A0488
Title: Enhancing data efficiency in online deep reinforcement learning under partial observability
Authors: Valentina Zangirolami - University of Milano-Bicocca (Italy) [presenting]
Abstract: Model-free (MF) methods have been widespread in online deep reinforcement learning (DRL) literature due to their good asymptotic performance and reliance only on policy estimation. DRL effectively addresses complex real-world scenarios with high dimensional states, leveraging scalable neural networks. Such scenarios can also be affected by the partial observability of states and can be described by partially observable Markov decision processes (POMDPs). MF methods typically require many interactions, resulting in data efficiency issues.
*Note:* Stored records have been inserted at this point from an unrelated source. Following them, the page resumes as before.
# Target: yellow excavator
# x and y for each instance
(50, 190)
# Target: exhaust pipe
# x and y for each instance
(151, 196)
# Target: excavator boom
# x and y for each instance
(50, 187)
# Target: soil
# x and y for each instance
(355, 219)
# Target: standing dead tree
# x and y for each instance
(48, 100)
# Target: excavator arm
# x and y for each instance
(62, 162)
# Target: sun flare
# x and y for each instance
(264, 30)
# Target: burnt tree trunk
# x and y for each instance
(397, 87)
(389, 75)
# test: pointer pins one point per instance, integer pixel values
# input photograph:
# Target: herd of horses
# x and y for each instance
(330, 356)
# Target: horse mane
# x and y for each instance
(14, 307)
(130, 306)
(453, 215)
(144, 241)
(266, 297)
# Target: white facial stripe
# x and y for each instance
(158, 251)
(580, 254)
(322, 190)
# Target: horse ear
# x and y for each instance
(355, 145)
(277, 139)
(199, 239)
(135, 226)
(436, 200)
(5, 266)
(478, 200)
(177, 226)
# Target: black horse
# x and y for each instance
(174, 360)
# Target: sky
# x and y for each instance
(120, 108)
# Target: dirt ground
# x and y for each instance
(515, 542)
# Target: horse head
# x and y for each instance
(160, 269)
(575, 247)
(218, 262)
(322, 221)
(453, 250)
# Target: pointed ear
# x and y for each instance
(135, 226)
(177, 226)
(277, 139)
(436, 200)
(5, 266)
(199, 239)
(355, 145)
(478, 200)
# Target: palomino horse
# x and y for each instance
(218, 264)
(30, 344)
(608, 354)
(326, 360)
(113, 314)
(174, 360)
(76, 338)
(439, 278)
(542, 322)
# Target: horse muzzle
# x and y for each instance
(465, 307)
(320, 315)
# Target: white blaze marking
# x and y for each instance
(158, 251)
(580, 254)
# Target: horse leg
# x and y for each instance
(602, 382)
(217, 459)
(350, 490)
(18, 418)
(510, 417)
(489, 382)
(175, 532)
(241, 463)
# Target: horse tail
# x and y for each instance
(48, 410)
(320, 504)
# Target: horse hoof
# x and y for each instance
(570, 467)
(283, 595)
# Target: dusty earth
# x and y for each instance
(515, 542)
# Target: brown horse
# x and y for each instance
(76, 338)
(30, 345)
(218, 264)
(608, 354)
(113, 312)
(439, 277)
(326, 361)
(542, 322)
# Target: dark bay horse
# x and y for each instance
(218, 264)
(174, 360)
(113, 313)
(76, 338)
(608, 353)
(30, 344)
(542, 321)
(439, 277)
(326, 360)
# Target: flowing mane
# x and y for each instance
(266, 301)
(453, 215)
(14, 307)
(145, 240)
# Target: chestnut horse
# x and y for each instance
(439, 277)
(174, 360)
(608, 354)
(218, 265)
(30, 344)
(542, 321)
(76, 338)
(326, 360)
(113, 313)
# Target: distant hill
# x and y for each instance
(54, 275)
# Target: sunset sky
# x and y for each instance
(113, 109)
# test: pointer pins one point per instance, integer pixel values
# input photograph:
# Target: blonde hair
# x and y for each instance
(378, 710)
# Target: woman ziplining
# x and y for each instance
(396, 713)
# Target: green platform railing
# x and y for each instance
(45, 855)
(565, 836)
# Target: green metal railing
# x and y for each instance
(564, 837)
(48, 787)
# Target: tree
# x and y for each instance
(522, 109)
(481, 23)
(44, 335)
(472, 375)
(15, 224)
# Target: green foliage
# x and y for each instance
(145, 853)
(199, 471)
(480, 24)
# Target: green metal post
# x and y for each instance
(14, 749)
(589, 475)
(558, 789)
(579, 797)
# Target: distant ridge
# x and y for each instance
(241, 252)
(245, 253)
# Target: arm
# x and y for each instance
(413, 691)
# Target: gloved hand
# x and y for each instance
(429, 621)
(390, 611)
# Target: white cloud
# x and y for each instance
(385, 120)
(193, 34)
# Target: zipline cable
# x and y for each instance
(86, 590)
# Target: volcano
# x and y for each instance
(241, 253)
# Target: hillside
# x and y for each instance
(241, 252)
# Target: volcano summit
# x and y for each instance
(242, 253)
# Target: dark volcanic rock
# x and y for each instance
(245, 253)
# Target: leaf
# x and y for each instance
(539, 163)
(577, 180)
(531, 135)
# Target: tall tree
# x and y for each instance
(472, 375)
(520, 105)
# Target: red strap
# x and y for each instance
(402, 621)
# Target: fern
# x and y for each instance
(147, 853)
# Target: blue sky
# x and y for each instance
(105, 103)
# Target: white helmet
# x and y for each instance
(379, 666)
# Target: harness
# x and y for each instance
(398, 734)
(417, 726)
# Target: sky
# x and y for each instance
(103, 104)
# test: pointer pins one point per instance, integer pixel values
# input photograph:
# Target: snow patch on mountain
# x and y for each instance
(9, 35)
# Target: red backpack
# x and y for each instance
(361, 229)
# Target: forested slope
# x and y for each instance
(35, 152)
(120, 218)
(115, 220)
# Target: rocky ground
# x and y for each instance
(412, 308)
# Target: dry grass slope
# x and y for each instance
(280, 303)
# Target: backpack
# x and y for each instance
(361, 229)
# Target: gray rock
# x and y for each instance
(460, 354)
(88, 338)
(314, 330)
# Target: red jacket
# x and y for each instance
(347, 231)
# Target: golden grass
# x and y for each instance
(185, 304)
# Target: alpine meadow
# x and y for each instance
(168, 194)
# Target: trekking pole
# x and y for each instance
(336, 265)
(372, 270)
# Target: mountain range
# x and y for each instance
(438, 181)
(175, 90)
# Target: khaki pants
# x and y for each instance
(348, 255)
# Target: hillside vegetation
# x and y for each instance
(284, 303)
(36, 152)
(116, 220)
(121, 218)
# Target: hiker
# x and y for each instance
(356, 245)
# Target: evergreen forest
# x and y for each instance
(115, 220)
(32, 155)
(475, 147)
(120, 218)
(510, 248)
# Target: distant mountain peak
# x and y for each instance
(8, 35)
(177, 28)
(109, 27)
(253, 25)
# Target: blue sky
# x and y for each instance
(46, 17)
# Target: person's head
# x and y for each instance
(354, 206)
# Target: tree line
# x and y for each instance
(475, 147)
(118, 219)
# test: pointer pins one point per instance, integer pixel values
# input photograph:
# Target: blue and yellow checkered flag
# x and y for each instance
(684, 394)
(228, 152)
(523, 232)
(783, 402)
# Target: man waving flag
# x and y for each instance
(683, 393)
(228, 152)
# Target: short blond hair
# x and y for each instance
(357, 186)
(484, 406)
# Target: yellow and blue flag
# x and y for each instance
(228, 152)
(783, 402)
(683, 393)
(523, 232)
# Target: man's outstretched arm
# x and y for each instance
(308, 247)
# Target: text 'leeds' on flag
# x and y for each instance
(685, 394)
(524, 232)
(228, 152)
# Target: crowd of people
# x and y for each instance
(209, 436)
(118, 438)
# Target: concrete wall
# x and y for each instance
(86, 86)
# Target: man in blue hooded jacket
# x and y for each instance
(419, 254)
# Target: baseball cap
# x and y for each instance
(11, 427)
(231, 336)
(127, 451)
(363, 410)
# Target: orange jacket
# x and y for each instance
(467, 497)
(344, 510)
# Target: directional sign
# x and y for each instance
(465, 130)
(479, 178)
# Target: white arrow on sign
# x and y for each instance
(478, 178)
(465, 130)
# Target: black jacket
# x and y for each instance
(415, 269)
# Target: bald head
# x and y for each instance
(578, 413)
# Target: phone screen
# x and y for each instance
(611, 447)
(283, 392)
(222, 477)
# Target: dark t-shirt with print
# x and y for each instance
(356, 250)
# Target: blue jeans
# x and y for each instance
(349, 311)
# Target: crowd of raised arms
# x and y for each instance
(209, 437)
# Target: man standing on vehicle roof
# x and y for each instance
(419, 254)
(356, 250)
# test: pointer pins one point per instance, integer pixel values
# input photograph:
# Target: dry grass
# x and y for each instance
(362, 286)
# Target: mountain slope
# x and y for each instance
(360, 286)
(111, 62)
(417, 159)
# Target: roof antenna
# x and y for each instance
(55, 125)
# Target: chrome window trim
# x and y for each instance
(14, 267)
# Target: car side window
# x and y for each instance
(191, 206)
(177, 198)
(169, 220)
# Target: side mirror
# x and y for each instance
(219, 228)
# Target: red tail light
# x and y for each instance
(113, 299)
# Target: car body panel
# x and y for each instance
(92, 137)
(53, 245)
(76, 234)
The aim is to propose a novel model-based (MB) DRL method called deep recurrent Dyna-Q, which adapts the existing deep Dyna-Q framework to partial observability. MB-DRL introduces the concept of planning, which consists of interacting with the learned POMDP dynamics. Essentially, Dyna methods combine MF and MB-DRL, where the value function is updated employing both the real and simulated experience from the learned dynamics, thus leveraging the asymptotic performance of MF while improving data efficiency through MB. Variational recurrent neural networks are used as a model for estimating the conditional density of observations involving additional stochasticity in hidden states. Experiments are conducted using this novel framework for self-driving cars with different sample update methods, providing a comprehensive statistical analysis and benchmarking against state-of-the-art methods.